みなさん、こんにちは今日はこのやばねブロックの開発秘話として、考えるきっかけとなった「登米市ファーストウッド(はじめての木製品)デザイン公募」を知ってから、どうやってこのアイディアが形になったのかを紹介したいと思います。
朝ドラにはまってから見るようになったTwitterでデザイン公募のことを知ったのは6月24日の金曜日。午前中は専門学校で非常勤講師をしている曜日で、その日は夕方から外で打ち合わせがあったため、その合間に入ったファミリーレストランで知りました。
魅力的な公募企画ではあったものの、締め切りは6月30日。持ち時間は実質5日でしたが、もともと知育玩具を開発してきた自分としては、こんなチャンスはありません。まずはアイディアを出してみよう、と書き始めた最初のメモがこちら。
締め切り日が6/30とメモしてあります。
まずは新生児が使うものというアプローチでアイディア出しをしています。その後、木製品を出すのではなく「木ではふつう作らないもの」を考えて、つらつらと思いつくものを書き出していきました。

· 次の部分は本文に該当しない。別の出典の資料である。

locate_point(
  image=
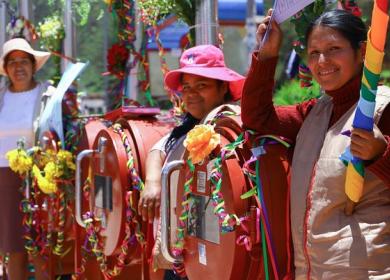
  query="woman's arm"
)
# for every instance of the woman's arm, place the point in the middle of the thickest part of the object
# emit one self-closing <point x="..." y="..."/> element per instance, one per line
<point x="149" y="203"/>
<point x="258" y="110"/>
<point x="381" y="166"/>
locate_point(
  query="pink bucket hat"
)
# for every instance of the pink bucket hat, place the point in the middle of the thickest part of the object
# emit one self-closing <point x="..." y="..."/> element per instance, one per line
<point x="20" y="44"/>
<point x="206" y="61"/>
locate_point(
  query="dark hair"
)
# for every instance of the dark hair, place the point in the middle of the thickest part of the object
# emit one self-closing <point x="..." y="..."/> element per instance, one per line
<point x="188" y="123"/>
<point x="350" y="26"/>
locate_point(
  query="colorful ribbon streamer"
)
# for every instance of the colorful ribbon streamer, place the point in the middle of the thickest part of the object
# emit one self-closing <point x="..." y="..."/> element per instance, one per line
<point x="366" y="105"/>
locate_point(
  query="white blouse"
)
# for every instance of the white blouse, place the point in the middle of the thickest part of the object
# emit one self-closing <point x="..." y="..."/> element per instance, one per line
<point x="16" y="121"/>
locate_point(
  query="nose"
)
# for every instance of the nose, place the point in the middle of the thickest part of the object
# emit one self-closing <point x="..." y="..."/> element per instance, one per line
<point x="322" y="58"/>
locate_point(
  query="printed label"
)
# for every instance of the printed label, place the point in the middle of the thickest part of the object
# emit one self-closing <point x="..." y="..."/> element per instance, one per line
<point x="202" y="253"/>
<point x="201" y="181"/>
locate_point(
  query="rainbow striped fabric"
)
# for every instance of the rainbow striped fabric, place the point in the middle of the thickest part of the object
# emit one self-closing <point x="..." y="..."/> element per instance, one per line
<point x="366" y="105"/>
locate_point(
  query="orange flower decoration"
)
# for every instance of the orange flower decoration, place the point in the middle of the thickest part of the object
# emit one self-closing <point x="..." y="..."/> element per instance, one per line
<point x="201" y="141"/>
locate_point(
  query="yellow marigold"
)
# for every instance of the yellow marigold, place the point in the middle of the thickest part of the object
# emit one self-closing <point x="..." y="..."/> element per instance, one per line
<point x="66" y="157"/>
<point x="19" y="161"/>
<point x="45" y="183"/>
<point x="201" y="141"/>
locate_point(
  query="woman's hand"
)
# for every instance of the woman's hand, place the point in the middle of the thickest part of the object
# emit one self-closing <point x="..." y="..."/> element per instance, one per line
<point x="367" y="145"/>
<point x="271" y="45"/>
<point x="149" y="203"/>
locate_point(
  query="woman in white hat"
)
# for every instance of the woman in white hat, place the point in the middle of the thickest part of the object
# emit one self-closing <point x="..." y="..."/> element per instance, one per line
<point x="20" y="104"/>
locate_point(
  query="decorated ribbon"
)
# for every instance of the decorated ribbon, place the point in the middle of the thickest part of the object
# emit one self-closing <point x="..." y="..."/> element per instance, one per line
<point x="57" y="166"/>
<point x="265" y="227"/>
<point x="366" y="105"/>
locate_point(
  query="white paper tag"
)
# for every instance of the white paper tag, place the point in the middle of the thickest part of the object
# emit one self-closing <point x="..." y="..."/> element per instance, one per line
<point x="201" y="181"/>
<point x="210" y="167"/>
<point x="202" y="253"/>
<point x="258" y="151"/>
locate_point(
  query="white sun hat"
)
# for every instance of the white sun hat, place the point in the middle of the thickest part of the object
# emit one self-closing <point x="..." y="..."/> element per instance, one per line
<point x="20" y="44"/>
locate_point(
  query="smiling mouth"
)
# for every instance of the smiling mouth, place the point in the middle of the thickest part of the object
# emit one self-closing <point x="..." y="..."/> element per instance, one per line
<point x="327" y="72"/>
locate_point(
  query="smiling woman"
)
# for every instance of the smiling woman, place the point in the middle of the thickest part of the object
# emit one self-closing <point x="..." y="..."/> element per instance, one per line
<point x="327" y="243"/>
<point x="205" y="83"/>
<point x="20" y="104"/>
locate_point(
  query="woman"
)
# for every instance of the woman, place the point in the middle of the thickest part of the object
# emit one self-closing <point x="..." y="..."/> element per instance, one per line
<point x="327" y="243"/>
<point x="205" y="83"/>
<point x="20" y="104"/>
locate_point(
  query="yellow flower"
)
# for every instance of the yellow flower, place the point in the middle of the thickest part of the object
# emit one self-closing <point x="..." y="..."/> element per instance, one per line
<point x="19" y="161"/>
<point x="45" y="183"/>
<point x="201" y="141"/>
<point x="66" y="158"/>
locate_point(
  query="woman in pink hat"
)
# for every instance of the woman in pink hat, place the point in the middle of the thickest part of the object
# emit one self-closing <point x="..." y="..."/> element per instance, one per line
<point x="205" y="83"/>
<point x="20" y="104"/>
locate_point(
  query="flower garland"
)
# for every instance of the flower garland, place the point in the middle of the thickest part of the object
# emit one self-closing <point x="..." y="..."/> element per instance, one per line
<point x="52" y="174"/>
<point x="19" y="161"/>
<point x="201" y="141"/>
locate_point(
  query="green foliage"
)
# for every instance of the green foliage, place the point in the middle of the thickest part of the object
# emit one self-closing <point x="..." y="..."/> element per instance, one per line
<point x="292" y="93"/>
<point x="302" y="20"/>
<point x="154" y="10"/>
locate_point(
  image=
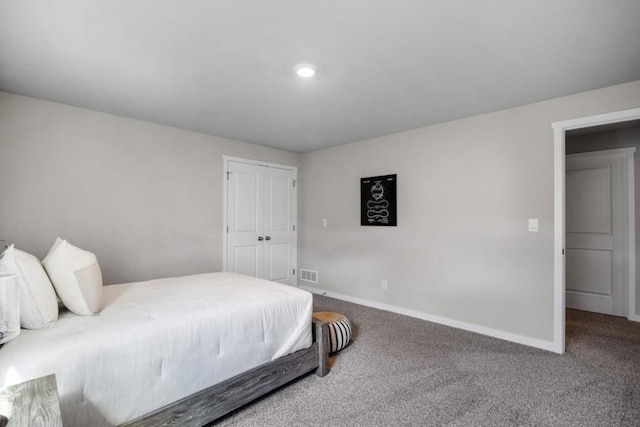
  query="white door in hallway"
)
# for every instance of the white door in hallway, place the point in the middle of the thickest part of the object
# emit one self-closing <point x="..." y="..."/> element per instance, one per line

使い方を変えて長く使えること、シュタイナーのような知育の要素を踏まえたい、といったポイントもここで明文化。そしてすでに、「後で積み木として遊べるモービル」というやばねブロックの片鱗が出てきていましたが、この日はこれで時間切れ。
そして、翌日から書き始めたのがこちら。
積み木として遊べるモビールというのをメインにしたとして何ができるかということで、五感をどう刺激するかといったことや、片付けなんかを考えています。
より具体的にモビールやてんびんにするにはどうしたらいいかを考えていると、積み木に穴をあける必要があると気づきます。が、ここではまだ矢羽細工は出てきません。吊るすためのフックがハンガーになるかも、なんてことも考えています。
そして・・・
ついにここで矢羽模様をマス目に利用することを思いつきます。この「これだ!」と思った時の感覚は今でも覚えていて、考えて考えてアイディアがピタッとはまるような、企画・ものづくりの醍醐味を味わいました。たのしい!
4枚目ではひもを通すアイディアが生まれました。キズネール棒のようなものになるな、とか・・・
いろいろな遊び方ができる、ということを考えて、0歳からながくずっと使ってもらえるようにアイディアを出しました。
さて、ここまでアイディアは出たものの、いまいち自分の中でリアリティがなかったので、簡単な試作をすることにしました。木の加工は時間がかかる上に、そもそも矢羽材なんてすぐに手に入りません。なので、入手も加工も簡単な100円均一のウレタンマットを使うことにしました。リビングなどに敷く、パズルのピースのようになっているものです。
切って、穴をあけて、ひもを通して・・・。
この時はすっきりしたものにしたくて、ひもは白いものを買ってきて、先端をセロテープでとめていました。
1マスから10マスのブロックをそれぞれ2個ずつのセットにすると、なんとすべてを使ってうまくバランスの取れるメリーが作れることがわかりました。木ではないのでたわんでしまっているものの、やはり実物があるとアイディアがより具体的になって考えも進みます。
公募を知ってから5日、普通なら焦るところかもしれませんが、とにかく集中していて楽しくて楽しくて仕方がありませんでした。自分が今まで積み上げた経験・スキルを込めることができ、初めて「ちゃんと自分で一つのアイディアをまとめきることができた」という達成感でいっぱいでした。
そして、嬉しいことに優秀賞をいただいて、さて、本格的に商品化するにはどうしたら・・・
と考え始めるのが2022年の10月末なのですが、その続きは、また別の機会に。